A lean, bearded man with a neat, erudite look, Munoz directs the Ecuadorian Ecotourism Association. His eco-tour company, Nuevo Mundo, is a leading travel agency in the country. Like his predecessor, Munoz volunteers his time spreading knowledge and increasing interest in the natural sciences among the people of Ecuador and the tourists who visit the equator. Born in Quito in 1949, Munoz is a man of many talents. He is a teacher, consultant, and freelance writer and holds a degree in agronomy from Universidad Central del Ecuador.
“My interest,” he continues, “is not precisely in astronomy, but in what I would call ‘astronomical geography.’ When I was 111/42 my family migrated to the United States, settling in New York City.

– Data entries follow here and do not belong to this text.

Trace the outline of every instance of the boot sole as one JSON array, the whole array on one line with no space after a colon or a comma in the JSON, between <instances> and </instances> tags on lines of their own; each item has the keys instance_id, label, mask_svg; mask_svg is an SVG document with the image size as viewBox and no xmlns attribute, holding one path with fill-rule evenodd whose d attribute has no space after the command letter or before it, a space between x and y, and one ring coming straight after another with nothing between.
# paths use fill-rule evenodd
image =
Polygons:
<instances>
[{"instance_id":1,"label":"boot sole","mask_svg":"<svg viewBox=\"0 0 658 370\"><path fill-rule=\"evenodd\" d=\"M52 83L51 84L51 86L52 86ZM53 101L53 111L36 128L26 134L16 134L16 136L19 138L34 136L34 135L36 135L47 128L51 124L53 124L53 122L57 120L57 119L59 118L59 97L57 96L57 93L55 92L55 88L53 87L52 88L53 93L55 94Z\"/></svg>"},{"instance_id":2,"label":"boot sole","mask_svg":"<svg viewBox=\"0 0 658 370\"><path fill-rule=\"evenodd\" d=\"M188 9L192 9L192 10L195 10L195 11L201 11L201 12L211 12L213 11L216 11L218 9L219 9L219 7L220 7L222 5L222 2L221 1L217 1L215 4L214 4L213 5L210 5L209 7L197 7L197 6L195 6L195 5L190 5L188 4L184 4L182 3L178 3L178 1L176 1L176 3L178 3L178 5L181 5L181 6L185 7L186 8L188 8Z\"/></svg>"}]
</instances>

The climatic difference between Quito and New York captured my attention, especially when my American classmates were asking me if people in Ecuador were roasting to death as the country straddled the equator.”
Between 1951 and 1967 Munoz traveled a half dozen times between New York and Quito before finally returning to his native country for good. During this period he became aware of the seasonal variations at temperate latitudes and the lack of them at the equator. “A seasonless environment such as Ecuador,” he explains, “doesn’t allow Ecuadorians the advantage of keeping track of time as ‘four-season’ countries do. Here we have ringless trees and approximately 12 hours of day and 12 hours of night all year round. However, Ecuador is still pretty much Shangri-la in comparison to countries like the continental United States or most of Europe that have to cope with extreme heat and cold.”
So Munoz considers himself an “Earth native” who is privileged to live in a unique geographical setting. He feels it is important, then, to make more Ecuadorians aware of the advantages most take for granted. “People like Juan de Velasco, Alexander von Humboldt, Antonio de Ulloa, Jorge Juan, Pedro Vicente Maldonado, Luciano Andrade Marin, and other great geographers, naturalists, and humanists must be known by all Ecuadorians, as it is in their discoveries and contributions that part of our heritage lies.”
With some regret, Munoz points out that there is just one astronomy club on the verge of forming in Quito, one that will be affiliated with the country’s Natural History Museum. “Funny enough,” he says, “with the amount of UFO sightings in Quito and other parts of the country, more people are now stargazing. Astronomy is slowly making a comeback, though on shaky ground.”
But Munoz is optimistic about the future. Over the years there has been an increased interest in Ecuadorian heritage, he says, and he is confident that one day the solar museum and its creator will be given the credit and importance they deserve.